Re: optimizing a query

"David G. Johnston" <david.g.johnston@xxxxxxxxx> · Tue, 21 Jun 2016 18:55:51 -0400

On Tue, Jun 21, 2016 at 6:44 PM, Adrian Klaver <adrian.klaver@xxxxxxxxxxx> wrote:
On 06/21/2016 03:33 PM, Jonathan Vanasco wrote:

In effort of simplifying the work, I've created indexes on t_a that have all the related columns.

        CREATE INDEX test_idx ON t_a(col_1, id) WHERE col_2 IS NOT FALSE;

        CREATE INDEX test_idx__a ON t_a(col_1, id) WHERE col_2 IS NOT FALSE;

Aside from the name these indexes are identical...

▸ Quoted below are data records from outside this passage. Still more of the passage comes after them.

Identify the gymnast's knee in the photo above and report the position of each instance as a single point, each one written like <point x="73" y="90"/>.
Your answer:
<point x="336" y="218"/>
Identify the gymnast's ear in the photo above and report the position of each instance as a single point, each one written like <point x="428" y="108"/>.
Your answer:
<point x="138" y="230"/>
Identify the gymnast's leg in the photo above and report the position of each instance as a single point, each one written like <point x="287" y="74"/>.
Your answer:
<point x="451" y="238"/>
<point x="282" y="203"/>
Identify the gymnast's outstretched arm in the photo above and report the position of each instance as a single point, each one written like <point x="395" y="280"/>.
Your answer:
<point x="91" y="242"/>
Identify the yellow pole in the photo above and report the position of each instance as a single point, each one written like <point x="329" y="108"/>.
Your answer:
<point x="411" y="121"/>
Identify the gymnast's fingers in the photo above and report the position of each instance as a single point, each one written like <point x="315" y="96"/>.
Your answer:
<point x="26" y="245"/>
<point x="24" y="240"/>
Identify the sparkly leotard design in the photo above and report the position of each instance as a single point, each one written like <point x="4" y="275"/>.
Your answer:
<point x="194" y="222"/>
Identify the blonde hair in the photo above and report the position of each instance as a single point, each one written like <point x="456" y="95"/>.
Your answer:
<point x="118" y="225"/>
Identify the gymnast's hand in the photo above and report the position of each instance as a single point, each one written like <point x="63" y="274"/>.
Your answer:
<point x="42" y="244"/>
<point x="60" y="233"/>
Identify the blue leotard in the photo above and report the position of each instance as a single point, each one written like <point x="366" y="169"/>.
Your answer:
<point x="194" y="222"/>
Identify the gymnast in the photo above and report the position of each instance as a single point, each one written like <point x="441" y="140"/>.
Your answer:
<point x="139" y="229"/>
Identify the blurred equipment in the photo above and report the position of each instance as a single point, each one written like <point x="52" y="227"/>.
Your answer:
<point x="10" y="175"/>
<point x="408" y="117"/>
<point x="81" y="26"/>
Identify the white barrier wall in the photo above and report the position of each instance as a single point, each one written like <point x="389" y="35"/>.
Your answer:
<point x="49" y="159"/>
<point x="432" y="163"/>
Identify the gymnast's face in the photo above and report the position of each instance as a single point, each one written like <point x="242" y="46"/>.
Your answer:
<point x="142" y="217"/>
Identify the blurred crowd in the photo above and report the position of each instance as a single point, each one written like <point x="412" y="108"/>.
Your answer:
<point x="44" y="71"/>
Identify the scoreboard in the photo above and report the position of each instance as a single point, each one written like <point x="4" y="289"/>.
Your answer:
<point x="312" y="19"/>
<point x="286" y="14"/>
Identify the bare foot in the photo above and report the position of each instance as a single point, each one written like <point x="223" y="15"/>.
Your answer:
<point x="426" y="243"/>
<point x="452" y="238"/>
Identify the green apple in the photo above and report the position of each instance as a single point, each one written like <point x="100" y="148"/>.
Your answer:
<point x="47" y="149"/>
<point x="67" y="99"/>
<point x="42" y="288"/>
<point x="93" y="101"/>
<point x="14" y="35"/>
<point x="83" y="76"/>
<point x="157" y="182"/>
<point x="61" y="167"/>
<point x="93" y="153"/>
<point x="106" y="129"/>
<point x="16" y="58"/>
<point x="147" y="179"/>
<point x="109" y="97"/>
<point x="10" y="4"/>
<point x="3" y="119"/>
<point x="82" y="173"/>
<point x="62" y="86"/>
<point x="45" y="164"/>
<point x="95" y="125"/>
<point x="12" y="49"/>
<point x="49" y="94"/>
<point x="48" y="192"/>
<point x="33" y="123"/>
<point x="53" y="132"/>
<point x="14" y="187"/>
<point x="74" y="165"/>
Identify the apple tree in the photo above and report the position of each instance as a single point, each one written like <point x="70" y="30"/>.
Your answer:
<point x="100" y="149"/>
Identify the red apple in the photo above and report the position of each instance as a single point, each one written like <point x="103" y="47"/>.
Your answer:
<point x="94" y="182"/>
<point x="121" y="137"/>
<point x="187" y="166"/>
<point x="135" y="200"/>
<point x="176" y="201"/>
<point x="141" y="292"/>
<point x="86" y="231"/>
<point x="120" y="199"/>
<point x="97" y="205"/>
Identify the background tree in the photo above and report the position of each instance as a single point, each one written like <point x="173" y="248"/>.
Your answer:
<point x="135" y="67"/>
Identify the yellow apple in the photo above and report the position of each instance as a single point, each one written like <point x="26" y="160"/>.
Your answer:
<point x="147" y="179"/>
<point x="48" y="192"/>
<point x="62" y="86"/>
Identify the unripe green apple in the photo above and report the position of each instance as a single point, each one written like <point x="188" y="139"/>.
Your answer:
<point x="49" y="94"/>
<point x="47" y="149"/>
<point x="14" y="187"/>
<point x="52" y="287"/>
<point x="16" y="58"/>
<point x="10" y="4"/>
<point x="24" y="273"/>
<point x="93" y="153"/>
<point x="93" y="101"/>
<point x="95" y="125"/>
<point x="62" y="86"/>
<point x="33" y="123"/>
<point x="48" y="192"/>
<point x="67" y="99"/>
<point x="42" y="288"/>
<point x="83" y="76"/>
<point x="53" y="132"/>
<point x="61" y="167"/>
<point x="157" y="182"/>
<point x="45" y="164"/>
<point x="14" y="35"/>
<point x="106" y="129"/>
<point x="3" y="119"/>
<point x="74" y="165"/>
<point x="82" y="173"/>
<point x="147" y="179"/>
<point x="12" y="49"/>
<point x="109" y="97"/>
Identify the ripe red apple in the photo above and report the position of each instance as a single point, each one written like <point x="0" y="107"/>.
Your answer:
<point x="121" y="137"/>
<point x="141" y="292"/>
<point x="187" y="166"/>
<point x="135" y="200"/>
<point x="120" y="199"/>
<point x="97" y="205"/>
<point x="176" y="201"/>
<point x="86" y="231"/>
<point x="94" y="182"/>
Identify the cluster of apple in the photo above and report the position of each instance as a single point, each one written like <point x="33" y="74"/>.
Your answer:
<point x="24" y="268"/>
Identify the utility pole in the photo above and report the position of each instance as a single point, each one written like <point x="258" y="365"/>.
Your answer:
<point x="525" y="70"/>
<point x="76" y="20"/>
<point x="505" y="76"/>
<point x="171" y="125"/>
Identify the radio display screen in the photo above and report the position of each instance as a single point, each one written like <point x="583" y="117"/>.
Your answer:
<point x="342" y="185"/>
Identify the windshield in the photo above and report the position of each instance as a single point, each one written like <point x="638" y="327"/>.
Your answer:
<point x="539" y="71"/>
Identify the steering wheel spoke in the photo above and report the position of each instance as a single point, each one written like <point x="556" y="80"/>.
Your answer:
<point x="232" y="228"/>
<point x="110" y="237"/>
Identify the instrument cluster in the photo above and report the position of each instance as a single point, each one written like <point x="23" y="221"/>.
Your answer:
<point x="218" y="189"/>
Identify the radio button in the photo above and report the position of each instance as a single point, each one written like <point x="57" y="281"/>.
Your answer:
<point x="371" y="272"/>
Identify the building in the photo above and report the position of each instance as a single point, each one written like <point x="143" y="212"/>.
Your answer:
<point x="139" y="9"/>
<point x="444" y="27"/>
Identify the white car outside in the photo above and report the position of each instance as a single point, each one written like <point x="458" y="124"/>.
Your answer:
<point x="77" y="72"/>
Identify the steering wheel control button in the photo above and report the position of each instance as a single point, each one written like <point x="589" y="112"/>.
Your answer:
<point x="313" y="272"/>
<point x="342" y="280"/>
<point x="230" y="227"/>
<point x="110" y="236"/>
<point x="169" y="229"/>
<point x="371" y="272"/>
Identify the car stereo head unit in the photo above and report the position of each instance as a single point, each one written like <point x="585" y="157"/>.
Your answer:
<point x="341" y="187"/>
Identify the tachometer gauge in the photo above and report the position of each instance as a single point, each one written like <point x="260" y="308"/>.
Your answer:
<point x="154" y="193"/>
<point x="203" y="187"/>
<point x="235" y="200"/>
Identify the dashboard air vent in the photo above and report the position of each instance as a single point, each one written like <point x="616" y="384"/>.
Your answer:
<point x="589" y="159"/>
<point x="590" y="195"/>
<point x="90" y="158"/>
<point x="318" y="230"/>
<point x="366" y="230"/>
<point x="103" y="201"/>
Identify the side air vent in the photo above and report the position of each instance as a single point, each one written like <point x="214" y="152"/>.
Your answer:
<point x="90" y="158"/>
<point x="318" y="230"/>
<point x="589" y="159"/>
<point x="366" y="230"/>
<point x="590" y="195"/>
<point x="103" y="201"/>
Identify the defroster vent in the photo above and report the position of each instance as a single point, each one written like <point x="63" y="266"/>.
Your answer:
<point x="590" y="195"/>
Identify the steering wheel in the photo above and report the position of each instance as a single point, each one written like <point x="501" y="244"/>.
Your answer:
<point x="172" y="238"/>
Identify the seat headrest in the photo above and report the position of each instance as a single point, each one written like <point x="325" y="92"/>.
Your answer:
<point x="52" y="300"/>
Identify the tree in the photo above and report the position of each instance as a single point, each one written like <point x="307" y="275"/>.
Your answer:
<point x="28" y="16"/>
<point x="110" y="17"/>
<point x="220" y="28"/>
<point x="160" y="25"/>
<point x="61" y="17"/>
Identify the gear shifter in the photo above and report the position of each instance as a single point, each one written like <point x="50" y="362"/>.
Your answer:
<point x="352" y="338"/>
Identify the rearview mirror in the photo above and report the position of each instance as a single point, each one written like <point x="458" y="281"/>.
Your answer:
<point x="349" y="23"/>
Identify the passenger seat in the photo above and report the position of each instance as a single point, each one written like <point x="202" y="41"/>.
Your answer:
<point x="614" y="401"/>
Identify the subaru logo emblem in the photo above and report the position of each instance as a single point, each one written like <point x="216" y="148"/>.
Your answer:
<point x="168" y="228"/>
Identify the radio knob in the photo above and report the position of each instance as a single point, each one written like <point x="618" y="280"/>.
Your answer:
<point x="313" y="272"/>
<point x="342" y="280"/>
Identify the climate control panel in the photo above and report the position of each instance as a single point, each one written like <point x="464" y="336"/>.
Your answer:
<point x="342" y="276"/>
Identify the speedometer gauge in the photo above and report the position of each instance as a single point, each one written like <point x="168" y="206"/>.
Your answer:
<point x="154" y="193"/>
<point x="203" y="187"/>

postgres will query test_idx__a first (yay!) but then does a bitmap heap scan on t_a, and uses the raw t_a for the hash join.

I don't actually need any information from t_a - it's just there for the filtering, and ideally postgres would just use the index.

This is the description of a semi-join.

WHERE EXISTS (SELECT 1 FROM t_a WHERE t_a.id = t_a2b.a_id AND  t_a.col_1 = 730 AND t_a.col_2 IS NOT FALSE)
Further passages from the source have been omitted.